- Born: Beth Nyambura Mbaya c. 1967
- Died: May 10, 2013 Nairobi
- Occupation: Actress
- Spouse: Robert Mbaya
- Children: 2

= Wanade =

Kenyan actress

Beth Nyambura Mbaya (c. 1967 – May 10, 2013), professionally known as Wanade, was a Kenyan television actress. She was a prominent figure in the Kenyan entertainment industry and gained recognition for her leading roles in popular local television series such as Mother in Law and Know Zone.
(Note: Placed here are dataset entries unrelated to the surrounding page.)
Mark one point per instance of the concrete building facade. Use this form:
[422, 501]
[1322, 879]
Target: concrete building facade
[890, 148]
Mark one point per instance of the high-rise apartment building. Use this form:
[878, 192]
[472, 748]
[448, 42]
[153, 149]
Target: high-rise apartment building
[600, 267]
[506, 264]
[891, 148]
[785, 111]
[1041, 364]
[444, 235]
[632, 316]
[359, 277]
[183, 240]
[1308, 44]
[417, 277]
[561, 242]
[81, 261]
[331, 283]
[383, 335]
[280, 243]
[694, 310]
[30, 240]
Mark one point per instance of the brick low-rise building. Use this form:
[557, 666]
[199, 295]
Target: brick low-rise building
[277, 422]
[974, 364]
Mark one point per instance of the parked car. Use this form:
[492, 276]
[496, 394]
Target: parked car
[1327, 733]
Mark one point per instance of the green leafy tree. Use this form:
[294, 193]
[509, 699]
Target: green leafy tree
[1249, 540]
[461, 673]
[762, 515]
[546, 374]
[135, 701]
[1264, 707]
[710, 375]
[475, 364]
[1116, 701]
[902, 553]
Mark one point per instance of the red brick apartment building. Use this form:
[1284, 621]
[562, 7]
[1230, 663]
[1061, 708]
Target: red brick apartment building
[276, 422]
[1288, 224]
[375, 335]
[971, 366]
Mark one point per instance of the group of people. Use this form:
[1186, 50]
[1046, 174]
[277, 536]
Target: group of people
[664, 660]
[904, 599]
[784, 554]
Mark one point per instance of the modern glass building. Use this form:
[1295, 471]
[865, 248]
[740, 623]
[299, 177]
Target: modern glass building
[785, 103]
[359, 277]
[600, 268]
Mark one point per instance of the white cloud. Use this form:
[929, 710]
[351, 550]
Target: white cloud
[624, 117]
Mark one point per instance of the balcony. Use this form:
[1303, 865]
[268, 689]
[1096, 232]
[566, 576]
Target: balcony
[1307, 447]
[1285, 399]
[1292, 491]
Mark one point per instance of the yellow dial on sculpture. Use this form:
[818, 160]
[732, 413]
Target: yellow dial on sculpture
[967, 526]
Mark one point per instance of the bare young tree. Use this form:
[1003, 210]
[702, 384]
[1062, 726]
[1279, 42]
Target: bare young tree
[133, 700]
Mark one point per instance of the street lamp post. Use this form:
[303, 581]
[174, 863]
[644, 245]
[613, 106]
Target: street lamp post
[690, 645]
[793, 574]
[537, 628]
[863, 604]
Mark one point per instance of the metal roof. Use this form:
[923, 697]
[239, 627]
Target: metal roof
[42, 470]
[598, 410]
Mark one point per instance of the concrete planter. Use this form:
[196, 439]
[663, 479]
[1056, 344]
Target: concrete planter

Wanade was married to Robert Mbaya. The couple had two sons both of whom entered show business: Mungai Mbaya, who is the host of the children's show, Know Zone, and an actor on the Kenya Broadcasting Corporation (KBC) soap opera, Makutano Junction, and actor Kamau Mbaya, who is best known for playing Baha on the Machachari series which airs on citizen TV Kenya and starring in the Kenyan Biography of Kimani Maruge, The First Grader. . Wanade's older sister is the Kenyan screenwriter, Naomi Kamau, while her brother Joseph Kinuthia, known by the stage name, Omosh, has starred in the television show, Tahidi High.

Wanade died from cancer at her sister's home in the Kahawa Sukari suburb of Nairobi on May 10, 2013, at the age of 46.